The rate of reported violence against shop staff has risen to the equivalent of 13 people injured every day of the year, the British Retail Consortium Retail Crime Survey reveals.
Knives and other stabbing implements were the most significant weapons used, followed by syringes, as injury to staff in all roles in retail doubled last year to six in every 1,000 workers.
Murder on the shop floor: battling the rise of in-store crime and violence
The BRC logged 40 incidents of violence and abuse per 1,000 workers - the second highest level recorded.
BRC members reported that career criminals intentionally used violence and abuse when challenged about stealing. Requirements for retail staff to age-check and refuse sales, increasingly common, also triggeredmore instances of violence and threats.
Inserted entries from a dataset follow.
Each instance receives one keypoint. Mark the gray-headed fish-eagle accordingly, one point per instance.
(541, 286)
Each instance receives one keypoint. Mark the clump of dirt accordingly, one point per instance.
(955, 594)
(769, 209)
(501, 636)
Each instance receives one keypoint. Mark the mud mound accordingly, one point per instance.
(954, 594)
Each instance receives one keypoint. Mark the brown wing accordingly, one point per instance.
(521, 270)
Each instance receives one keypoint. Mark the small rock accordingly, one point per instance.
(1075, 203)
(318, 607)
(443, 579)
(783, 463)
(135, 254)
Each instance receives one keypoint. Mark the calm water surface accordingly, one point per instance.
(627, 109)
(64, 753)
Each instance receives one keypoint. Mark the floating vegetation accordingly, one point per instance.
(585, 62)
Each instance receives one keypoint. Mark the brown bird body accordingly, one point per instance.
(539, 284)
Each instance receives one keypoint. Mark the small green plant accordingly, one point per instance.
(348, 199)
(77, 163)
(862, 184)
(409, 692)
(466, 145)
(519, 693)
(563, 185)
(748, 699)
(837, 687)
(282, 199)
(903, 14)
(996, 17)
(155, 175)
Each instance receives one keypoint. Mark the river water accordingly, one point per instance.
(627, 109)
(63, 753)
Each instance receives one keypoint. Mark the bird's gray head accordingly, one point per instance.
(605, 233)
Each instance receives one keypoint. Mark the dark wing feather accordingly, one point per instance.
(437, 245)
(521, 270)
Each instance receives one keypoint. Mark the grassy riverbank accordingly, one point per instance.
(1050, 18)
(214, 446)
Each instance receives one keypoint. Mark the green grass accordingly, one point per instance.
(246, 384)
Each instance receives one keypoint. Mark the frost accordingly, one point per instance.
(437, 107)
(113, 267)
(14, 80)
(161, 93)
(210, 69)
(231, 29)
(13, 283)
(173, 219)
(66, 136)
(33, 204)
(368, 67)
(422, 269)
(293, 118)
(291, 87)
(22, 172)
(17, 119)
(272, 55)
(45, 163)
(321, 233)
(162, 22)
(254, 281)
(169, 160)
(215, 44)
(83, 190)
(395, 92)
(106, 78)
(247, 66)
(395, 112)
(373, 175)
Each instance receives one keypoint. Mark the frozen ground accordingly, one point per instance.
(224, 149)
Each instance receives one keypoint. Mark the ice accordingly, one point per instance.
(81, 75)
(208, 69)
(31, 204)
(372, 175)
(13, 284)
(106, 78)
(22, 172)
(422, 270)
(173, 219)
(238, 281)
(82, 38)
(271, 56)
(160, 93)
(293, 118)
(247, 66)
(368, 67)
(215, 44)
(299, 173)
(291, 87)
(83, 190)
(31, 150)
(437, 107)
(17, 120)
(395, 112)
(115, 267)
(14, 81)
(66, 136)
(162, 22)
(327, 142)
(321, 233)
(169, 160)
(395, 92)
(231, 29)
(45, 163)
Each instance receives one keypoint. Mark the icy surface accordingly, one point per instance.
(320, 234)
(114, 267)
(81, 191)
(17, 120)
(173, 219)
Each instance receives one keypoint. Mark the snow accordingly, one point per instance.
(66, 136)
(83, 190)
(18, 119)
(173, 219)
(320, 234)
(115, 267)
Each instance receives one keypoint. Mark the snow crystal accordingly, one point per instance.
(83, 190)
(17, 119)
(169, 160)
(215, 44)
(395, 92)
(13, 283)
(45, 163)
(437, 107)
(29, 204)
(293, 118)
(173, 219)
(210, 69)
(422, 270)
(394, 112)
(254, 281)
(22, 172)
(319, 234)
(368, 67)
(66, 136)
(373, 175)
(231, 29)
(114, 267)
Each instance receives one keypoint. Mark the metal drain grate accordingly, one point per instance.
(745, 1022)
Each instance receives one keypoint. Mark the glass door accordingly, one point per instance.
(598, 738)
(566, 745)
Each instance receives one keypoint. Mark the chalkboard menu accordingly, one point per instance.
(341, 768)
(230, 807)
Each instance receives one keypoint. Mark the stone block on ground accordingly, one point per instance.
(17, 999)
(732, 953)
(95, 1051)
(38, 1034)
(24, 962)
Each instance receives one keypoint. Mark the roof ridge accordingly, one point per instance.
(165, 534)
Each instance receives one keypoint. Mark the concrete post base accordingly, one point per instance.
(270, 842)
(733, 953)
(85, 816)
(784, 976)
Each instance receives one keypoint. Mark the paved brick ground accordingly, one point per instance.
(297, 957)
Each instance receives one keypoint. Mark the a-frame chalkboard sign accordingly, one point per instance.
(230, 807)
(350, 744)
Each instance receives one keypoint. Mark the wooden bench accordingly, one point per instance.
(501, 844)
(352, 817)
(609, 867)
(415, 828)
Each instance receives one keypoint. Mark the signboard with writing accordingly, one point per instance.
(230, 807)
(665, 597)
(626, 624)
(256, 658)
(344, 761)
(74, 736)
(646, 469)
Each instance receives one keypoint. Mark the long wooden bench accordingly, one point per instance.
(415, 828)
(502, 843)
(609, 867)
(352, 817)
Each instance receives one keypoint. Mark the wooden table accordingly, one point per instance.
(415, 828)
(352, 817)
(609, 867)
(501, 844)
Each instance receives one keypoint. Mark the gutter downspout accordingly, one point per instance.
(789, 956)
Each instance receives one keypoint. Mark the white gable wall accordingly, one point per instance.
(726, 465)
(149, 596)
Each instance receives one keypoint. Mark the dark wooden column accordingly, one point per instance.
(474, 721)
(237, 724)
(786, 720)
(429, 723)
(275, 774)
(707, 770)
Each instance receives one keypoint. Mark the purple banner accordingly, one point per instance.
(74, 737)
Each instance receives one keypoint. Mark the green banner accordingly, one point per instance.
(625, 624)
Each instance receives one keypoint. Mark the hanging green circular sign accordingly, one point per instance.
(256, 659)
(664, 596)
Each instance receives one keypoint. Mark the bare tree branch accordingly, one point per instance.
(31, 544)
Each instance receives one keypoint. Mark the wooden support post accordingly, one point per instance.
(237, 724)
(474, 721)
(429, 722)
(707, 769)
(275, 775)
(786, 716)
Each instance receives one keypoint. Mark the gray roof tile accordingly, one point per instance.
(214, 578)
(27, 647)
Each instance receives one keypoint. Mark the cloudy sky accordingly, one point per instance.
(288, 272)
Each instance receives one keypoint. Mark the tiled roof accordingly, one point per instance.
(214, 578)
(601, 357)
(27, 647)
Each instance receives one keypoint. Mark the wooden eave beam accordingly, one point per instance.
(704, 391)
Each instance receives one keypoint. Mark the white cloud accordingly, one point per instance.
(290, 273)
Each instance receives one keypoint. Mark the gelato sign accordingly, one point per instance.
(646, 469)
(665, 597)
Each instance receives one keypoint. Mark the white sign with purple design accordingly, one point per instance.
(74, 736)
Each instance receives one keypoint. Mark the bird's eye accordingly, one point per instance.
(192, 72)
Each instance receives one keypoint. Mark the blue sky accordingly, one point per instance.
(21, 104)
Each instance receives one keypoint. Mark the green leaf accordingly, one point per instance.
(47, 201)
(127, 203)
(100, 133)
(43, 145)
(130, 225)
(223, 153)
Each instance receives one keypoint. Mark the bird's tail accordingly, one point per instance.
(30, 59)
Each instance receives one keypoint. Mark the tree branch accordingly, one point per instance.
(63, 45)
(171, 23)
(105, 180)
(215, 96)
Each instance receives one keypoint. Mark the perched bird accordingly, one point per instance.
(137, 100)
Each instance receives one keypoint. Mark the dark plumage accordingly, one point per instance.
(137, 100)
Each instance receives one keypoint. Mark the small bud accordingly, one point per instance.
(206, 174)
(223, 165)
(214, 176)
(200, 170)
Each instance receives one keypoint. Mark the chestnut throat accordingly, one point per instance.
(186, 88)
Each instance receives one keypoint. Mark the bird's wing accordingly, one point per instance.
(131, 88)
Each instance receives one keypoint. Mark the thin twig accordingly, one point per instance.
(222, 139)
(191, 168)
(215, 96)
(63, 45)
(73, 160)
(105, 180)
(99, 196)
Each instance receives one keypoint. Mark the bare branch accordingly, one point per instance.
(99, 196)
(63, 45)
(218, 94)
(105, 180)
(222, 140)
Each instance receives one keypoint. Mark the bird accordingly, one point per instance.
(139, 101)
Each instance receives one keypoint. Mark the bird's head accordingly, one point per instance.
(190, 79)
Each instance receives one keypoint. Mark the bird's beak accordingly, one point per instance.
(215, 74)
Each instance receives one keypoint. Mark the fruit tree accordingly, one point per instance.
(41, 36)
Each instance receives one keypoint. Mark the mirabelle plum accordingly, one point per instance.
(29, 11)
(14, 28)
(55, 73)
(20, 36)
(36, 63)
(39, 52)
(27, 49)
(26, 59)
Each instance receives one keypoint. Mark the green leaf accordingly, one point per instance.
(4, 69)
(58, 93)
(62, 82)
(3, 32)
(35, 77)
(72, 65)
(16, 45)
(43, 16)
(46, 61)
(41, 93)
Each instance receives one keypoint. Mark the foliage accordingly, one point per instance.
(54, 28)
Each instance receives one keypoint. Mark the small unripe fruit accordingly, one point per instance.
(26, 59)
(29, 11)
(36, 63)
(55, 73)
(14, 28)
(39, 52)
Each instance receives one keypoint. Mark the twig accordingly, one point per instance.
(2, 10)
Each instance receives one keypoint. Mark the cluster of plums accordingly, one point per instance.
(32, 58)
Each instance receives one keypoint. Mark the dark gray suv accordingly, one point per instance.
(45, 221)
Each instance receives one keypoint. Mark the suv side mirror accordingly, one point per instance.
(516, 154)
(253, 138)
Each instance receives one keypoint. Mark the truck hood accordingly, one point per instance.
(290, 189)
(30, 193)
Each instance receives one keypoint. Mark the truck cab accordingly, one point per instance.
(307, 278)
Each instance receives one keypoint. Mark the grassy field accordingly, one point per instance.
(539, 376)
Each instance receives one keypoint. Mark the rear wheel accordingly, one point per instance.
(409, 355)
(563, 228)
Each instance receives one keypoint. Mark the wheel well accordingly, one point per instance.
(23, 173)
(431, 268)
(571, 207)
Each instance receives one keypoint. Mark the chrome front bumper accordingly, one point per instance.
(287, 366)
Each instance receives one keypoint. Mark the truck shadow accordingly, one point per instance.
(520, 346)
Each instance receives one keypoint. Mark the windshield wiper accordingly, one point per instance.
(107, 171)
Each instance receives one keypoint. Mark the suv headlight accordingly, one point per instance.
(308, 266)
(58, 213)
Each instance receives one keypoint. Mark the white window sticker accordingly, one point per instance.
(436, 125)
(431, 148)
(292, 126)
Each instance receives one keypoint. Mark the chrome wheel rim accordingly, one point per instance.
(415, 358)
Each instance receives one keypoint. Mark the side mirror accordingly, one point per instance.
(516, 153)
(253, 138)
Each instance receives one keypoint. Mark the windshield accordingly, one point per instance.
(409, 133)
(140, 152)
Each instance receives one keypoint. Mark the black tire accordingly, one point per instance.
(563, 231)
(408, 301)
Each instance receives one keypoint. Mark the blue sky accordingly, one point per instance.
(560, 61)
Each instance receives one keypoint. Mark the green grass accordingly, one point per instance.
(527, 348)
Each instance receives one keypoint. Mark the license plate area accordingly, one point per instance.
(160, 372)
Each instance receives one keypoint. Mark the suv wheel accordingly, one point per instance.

The survey, covering the year from 1 April 2016 to 31 March 2017 across about one third of the industry, found the total overall cost of retail crime stands at more than £700m annually - up 6% on the previous year.
The cost of fraud fell nearly £17m or just under 15% to £155m, which Helen Dickinson, BRC chief executive, attributed in part to the continuing efforts and investment by retailers to protect against fraudsters and cyber-criminals.
Card-not-present fraud, refund and insider were the most serious types.
The direct cost of customer theft grew nearly 15% to £65m and accounted for nearly three quarters of the total cost of retail crime. Employee theft grew 36% and burglary 21%.
Retailers spent on average the same in 12 weeks this time as they did for the entirety of the previous year on non-cyber-crime prevention.
Nearly half of respondents saw an increase in the number of cyber-attacks in the past year. Retailers spent 400% more on average on cyber-crime prevention - which the BRC said was “a very conservative estimate”.
Dickinson said: “Attacks on retail workers are intolerable, and our members are completely clear that keeping their staff safe and providing an environment in which they can work free of fear from threats and violence, is their first priority.”
There was a clear case for new partnership arrangements to deliver improvements, said Dickinson, which the BRC was working to create.
The police and Action Fraud came in for a drubbing. James Martin, crime and security adviser at the BRC, referred to “some serious systematic issues” which impaired Action Fraud’s functionality.
A £5m improvement programme was many months behind schedule and there was a lack of certainty about what would be delivered by when.
The BRC also noted that six police forces did not have an officer whose primary function was economic crime.
Furthermore, nine police forces did not have an officer whose primary function was cyber-crime, despite about half of respondents regarding it as a growing threat.
About half of the survey’s respondents regarded police performance as “poor” and 45% “fair”.